Emerging growth company ☐
If an emerging growth company, indicate by check mark if the registrant has elected not to use
the extended transition period for complying with any new or revised financial accounting standards provided pursuant to Section 13(a)
of the Exchange Act. ☐
Item 5.02 Departure of Directors or Certain Officers; Election of Directors;
Appointment of Certain Officers; Compensatory Arrangements of Certain Officers.
On June 2, 2025, Dr. Diane Garrett notified the Chairman of the Company’s Board of Directors
of her resignation from the Company’s Board of Directors effective on the earlier of: (i) the appointment of a duly qualified successor,
or (ii) the Company’s 2026 Annual Meeting of Shareholders (the “2026 Annual Meeting”).
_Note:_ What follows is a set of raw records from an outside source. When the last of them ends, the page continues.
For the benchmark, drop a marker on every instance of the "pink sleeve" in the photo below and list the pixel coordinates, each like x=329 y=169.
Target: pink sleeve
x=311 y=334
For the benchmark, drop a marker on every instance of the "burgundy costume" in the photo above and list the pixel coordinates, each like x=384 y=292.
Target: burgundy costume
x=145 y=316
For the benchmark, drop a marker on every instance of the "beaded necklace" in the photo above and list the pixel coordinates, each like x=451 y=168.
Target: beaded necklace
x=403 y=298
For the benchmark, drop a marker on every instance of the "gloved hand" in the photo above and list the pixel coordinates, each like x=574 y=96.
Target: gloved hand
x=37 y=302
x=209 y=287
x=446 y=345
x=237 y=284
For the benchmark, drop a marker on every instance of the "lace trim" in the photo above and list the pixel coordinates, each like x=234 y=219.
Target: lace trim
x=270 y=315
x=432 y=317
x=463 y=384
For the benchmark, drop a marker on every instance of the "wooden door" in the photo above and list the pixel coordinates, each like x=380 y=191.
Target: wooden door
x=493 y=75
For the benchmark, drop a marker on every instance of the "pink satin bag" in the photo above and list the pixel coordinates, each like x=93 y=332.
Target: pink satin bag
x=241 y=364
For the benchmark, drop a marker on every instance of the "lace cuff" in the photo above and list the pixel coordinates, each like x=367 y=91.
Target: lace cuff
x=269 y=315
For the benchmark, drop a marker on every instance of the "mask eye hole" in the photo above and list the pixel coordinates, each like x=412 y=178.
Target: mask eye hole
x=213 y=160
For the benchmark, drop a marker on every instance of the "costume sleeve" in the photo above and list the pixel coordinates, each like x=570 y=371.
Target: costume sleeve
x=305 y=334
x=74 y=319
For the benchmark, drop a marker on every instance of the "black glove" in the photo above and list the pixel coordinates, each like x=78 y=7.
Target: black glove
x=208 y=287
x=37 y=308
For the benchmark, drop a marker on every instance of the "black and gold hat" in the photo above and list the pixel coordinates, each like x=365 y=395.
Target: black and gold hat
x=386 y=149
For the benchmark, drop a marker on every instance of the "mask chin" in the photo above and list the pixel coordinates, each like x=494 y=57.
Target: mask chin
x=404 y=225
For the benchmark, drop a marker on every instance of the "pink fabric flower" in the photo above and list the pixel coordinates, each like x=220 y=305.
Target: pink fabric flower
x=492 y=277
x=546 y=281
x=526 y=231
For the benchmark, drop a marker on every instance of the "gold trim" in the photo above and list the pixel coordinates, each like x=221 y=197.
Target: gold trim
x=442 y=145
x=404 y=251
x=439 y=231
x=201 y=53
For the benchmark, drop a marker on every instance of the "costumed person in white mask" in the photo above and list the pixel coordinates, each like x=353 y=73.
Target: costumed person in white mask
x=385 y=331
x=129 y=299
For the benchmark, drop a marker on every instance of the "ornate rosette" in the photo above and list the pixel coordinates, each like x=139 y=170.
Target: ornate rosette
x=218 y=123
Dr. Garrett’s resignation
is not the result of any disagreements between Dr. Garrett and the Company relating to the Company’s operations, policies, or practices.
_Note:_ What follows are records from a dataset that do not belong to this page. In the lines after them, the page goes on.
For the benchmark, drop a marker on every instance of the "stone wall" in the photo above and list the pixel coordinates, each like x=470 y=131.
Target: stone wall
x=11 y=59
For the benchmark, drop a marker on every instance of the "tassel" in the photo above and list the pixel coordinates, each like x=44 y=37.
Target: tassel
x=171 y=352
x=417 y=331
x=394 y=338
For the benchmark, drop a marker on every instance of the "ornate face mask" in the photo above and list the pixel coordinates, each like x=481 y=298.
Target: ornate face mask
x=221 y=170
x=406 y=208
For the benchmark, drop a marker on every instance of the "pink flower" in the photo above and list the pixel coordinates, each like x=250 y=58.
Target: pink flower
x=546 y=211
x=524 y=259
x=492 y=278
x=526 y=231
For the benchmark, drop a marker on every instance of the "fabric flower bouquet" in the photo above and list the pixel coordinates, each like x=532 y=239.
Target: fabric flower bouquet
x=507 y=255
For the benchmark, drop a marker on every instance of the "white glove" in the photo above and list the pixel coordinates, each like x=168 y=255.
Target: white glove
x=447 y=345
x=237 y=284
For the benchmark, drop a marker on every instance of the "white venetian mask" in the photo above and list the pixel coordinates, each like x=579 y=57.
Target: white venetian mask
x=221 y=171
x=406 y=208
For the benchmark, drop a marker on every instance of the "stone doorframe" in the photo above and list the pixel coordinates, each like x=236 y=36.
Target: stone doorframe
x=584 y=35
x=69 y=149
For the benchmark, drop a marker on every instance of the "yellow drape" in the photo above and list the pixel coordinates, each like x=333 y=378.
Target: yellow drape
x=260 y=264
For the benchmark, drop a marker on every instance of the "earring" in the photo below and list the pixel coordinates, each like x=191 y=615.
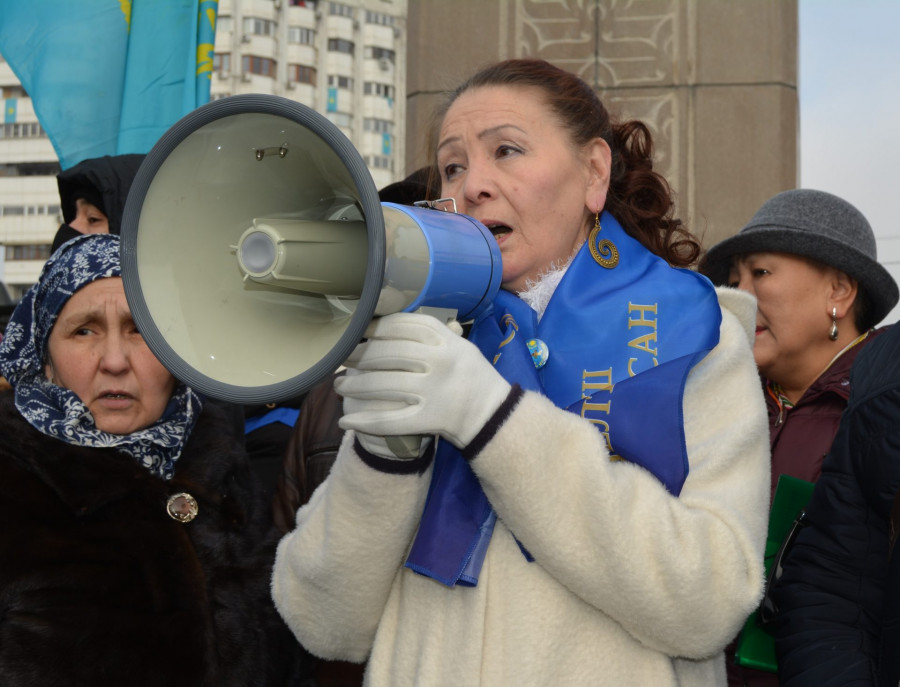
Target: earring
x=832 y=334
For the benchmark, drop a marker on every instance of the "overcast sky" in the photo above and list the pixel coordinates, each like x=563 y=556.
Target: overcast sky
x=850 y=111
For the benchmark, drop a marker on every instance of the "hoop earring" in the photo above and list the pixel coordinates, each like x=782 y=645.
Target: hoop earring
x=832 y=333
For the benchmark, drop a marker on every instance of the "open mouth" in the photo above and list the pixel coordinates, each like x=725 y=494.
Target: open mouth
x=499 y=230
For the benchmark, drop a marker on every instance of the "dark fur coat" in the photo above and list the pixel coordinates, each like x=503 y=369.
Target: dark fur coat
x=99 y=586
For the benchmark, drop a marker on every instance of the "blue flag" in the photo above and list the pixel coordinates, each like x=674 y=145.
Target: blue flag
x=109 y=77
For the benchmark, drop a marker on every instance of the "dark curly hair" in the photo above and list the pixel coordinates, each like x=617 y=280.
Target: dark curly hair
x=638 y=197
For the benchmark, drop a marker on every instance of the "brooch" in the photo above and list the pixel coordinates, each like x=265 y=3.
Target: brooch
x=182 y=507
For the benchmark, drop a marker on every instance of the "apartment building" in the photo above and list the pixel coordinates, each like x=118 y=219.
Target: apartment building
x=346 y=60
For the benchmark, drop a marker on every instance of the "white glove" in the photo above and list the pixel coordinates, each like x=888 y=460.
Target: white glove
x=416 y=376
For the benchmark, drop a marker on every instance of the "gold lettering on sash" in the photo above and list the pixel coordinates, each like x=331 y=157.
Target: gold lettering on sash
x=642 y=311
x=643 y=316
x=594 y=383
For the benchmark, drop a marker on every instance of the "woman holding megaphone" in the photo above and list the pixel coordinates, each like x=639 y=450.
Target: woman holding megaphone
x=588 y=504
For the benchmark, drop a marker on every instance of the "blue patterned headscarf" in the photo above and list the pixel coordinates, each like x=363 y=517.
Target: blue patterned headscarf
x=58 y=412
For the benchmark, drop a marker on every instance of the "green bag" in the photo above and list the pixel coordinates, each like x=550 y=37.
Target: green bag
x=756 y=646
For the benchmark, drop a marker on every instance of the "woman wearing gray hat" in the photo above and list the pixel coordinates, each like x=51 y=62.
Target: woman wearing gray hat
x=809 y=258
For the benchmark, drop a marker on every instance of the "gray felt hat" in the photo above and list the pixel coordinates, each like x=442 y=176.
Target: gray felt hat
x=816 y=225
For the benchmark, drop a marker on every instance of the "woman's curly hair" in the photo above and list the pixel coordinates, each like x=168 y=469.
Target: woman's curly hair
x=638 y=197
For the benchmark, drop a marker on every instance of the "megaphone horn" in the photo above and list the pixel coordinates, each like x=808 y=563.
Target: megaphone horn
x=255 y=250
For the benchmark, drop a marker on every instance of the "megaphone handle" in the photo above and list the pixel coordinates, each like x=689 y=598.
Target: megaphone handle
x=406 y=446
x=411 y=445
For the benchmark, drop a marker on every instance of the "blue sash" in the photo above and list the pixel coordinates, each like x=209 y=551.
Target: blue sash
x=622 y=336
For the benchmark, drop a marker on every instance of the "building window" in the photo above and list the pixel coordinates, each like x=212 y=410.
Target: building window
x=340 y=45
x=335 y=81
x=378 y=126
x=340 y=119
x=299 y=34
x=379 y=18
x=338 y=9
x=30 y=252
x=378 y=161
x=222 y=62
x=258 y=65
x=24 y=210
x=382 y=89
x=380 y=53
x=302 y=74
x=22 y=130
x=259 y=27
Upon the appointment of Mr. Erfan as described below, Dr. Garrett’s resignation was effective.
On July 21, 2025, Ali Erfan was appointed to the Board to serve until the Company’s 2026
Annual Meeting. The Board deems Mr. Erfan to be a non-independent director under NYSE American, TSX and Securities and Exchange Commission
(“SEC”) rules. The Board expects to appoint Mr. Erfan to one or more committees at a later date. There is no arrangement or
understanding between Mr. Erfan and any other person pursuant to which the Board selected Mr. Erfan as a director.
Electrum Strategic Resources L.P. (“Electrum”) is our largest shareholder. Mr. Erfan
currently serves as the Vice Chairman of The Electrum Group LLC, which possesses voting and investment power with respect to assets of
Electrum, including indirect investment discretion with respect to the Common Shares held by Electrum. The transactions between the Company
and Electrum have been described in the Company’s most recent Form 10-Q in “Management’s Discussion and Analysis of
Financial Condition and Results of Operations.” However, Mr. Erfan was not a director or nominee for a director at the time of such
transactions between the Company and Electrum, and has not participated in any “related party-transactions” with the Company
as set forth in Item 404(a) of Regulation S-K.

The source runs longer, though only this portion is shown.